Simulation of the impacts of diagenesis or low-grade metamorphism on neutrophilic microaerobic Fe(II)-oxidizing biofilm

The microaerobic iron-oxidizing bacteria in circumneutral environment produce extracellular polymeric substances (EPS) with unique morphologic features, such as stalks or sheaths, which can be regarded as geobiological signatures. The Archean and early Palaeoproterozoic oceans were anoxic with high soluble Fe(II) that were suggested to have been oxidized through the metabolism of Fe(II)-oxidizing bacteria. The precursor of the ultrafine hematite in banded iron formation (BIF), e.g., ferrihydrite, was suggested to be the mineral record of microbial Fe(II)-oxidation at that time. However, both the biological materials and primary iron minerals were prone to being altered by diagenetic or low-grade metamorphic processes. This makes it difficult to interpret the genesis of Precambrian BIFs.

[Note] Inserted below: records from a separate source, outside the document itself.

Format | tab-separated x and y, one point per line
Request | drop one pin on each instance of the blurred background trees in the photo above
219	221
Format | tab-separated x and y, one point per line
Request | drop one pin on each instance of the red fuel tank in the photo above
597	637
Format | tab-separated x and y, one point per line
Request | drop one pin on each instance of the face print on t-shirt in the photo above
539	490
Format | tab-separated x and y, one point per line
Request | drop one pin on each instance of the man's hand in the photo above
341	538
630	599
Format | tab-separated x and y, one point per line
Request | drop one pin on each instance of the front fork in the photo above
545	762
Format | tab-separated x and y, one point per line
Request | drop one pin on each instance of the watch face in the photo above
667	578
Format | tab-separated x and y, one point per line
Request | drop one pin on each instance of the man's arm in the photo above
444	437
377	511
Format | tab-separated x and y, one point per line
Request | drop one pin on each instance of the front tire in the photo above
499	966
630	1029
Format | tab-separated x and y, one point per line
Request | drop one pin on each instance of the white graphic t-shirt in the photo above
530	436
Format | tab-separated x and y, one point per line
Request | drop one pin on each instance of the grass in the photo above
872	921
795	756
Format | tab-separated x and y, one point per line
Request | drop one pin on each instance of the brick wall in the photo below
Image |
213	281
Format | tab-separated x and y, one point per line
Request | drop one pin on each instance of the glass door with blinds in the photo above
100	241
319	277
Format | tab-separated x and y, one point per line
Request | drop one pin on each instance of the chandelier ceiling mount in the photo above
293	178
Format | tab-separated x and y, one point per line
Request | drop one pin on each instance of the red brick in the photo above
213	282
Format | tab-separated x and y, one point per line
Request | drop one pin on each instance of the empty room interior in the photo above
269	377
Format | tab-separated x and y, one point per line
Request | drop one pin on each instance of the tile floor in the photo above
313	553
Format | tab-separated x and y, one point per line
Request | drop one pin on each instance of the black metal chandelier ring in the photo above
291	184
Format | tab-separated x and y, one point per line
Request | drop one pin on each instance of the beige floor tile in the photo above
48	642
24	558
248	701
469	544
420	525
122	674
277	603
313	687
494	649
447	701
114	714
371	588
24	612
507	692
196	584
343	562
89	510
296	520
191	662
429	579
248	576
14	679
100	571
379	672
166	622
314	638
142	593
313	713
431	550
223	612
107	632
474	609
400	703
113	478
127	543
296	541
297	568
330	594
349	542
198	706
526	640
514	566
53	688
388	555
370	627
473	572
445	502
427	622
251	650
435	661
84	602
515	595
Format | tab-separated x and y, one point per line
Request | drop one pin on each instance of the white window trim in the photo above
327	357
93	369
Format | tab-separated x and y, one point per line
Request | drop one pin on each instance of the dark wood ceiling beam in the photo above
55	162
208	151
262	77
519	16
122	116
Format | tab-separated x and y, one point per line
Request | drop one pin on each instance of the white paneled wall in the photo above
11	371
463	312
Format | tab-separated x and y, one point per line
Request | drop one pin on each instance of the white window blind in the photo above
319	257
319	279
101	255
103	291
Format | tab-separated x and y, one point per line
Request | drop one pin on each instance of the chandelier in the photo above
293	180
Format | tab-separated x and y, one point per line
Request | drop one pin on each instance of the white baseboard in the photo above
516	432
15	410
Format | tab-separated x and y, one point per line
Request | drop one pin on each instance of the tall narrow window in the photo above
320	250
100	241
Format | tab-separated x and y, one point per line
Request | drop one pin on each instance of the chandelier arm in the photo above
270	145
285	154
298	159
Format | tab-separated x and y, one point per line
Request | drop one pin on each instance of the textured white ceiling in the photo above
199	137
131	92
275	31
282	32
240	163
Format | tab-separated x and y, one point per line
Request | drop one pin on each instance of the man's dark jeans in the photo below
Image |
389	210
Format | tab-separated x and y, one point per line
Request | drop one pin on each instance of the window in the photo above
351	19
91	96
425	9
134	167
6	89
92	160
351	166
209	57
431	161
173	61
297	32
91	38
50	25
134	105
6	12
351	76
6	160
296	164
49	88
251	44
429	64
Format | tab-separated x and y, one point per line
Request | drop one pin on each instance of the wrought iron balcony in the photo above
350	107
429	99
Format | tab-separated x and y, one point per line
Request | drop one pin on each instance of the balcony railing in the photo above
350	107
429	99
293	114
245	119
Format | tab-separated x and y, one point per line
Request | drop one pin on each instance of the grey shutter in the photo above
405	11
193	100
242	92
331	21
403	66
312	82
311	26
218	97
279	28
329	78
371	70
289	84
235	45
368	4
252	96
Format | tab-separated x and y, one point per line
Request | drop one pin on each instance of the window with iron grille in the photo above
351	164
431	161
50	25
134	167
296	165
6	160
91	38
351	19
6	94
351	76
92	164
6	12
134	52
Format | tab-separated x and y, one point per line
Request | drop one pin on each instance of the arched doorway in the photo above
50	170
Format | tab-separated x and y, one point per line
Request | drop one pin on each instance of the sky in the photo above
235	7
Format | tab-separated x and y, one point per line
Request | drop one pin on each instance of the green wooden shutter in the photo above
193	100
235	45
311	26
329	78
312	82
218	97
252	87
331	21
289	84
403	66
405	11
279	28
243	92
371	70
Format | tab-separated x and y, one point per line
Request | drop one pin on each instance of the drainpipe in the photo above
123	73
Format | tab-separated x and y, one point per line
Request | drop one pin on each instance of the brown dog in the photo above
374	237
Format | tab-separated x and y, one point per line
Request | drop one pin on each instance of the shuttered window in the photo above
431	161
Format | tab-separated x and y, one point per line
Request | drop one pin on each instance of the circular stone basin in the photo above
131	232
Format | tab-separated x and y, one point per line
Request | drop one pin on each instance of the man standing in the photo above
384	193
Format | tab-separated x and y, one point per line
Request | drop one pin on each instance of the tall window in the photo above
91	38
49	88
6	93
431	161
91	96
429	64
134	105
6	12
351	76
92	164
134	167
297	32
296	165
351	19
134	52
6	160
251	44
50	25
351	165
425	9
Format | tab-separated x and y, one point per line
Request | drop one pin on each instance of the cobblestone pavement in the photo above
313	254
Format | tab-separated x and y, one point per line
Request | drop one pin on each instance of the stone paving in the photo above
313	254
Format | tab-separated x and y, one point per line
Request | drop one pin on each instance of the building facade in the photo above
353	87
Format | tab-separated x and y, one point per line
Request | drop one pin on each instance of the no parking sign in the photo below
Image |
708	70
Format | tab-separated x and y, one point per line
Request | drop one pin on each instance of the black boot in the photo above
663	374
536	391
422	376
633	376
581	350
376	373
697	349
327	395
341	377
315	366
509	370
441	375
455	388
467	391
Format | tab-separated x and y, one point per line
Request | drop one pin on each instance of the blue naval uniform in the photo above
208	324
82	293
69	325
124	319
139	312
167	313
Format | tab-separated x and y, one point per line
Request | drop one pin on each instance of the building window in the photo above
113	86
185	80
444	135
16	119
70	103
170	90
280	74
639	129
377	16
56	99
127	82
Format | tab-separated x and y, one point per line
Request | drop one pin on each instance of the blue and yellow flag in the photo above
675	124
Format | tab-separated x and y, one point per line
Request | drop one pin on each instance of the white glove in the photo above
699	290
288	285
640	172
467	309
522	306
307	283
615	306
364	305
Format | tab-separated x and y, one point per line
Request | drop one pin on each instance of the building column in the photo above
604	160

Here, we report experimental simulation on the effects of diagenesis or low-grade metamorphism on neutrophilic microaerobic Fe(II)-oxidizing bacteria and their biomass. Stalks, sheaths, and iron oxide spheroidal aggregates are partially preserved after the 100 MPa/300°C treatments, which indicates the mixed organic matters and iron oxides could survive the diagenetic or low-grade metamorphic processes. Some organic-mineral mixing structures carry information on microbial processes, though they appear similar to pseudomorphs of fossilized bacteria.